Of course, like me, you can look back and see all of the mistakes you made because you were too afraid of being hurt. For example, I remember when I felt too scared to openly express feelings of anger in an honest and diplomatic manner. I was afraid of being rejected and having anger lashed at me. Instead of just advent out and saying what was bothering me, I used the silent treatment--not answering my phone or talking for two weeks. Finding back on it, I know that it was unhealthy, childish, and the exact opposite of how I would cope feeling and expressing anything today. I wasn't relating; I was avoiding because I was too scared to relate. I was petrified of appearing "needy" when what I needed most was to know, honor, and express my truth. Since that time, I learned about healthy transportation from my writings. I learned how to express myself genuinely in the moment, which is much healthier for me and for any relationship. We can learn from hindsight. But it is imperative that you begin to focus on this now occasion when you are consciously feeling something: simply get quiet within, and ask yourself what your feelings are trying to tell you.

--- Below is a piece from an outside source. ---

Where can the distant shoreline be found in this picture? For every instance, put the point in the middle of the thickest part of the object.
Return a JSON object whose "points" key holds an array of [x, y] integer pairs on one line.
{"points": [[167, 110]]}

It is vital that you stop labeling your feelings as good or bad, weak or strong. These labels are all ego, and I am distinct that the layers of ego you want to shed, which will enable you to come fully into your authentic self, can only be shed when you think all feelings as valid.

Here's a good rule of thumb to keep in your mind when your head tells you that one feeling is "better" than another. View each feeling in terms of temperature, without judgment. If it's thirty-two degrees and you feel cold, this is valid. After all, thirty-two degrees is the frosty point. If it's thirty-two degrees and you feel warm, that would still be valid; you might have a fever. So all feelings are equally valid.

At this point, you might be wondering something like this: When is she going to tell me how to get over the one I love?

So here is your answer. What you truly want to get over is your pain. It is perfectly fine to love man for the rest of your life. Trying to get over love is like trying to stop the sun from shining. I would venture to say that is not going to happen any time soon.

What your heart needs to understand, with emotional neutrality, is that "getting over love" is like getting over truth. Do you genuinely want to get over your truth, or would you rather learn how to live with it in the healthiest and most honest way possible?

Remember: it is not the love that you are trying to get over. It is emotional pain. Did you ever think what you can create by using this fantastic love as a distinct catalyst in your life?

When a association is so deep, honor it. Are you creative? Let this deep love trigger a creation: a book, a new line of greeting cards, a class or course, a means of helping others, or even an unfolding process of freeing yourself from resisting and fighting all you feel.

This is what is empowering and positive. The love is there for a higher reason. Express something from it. create anything means something to you in your heart. Stop running away from love, because you'll be running for eternity.

It is time to learn how to live with the love.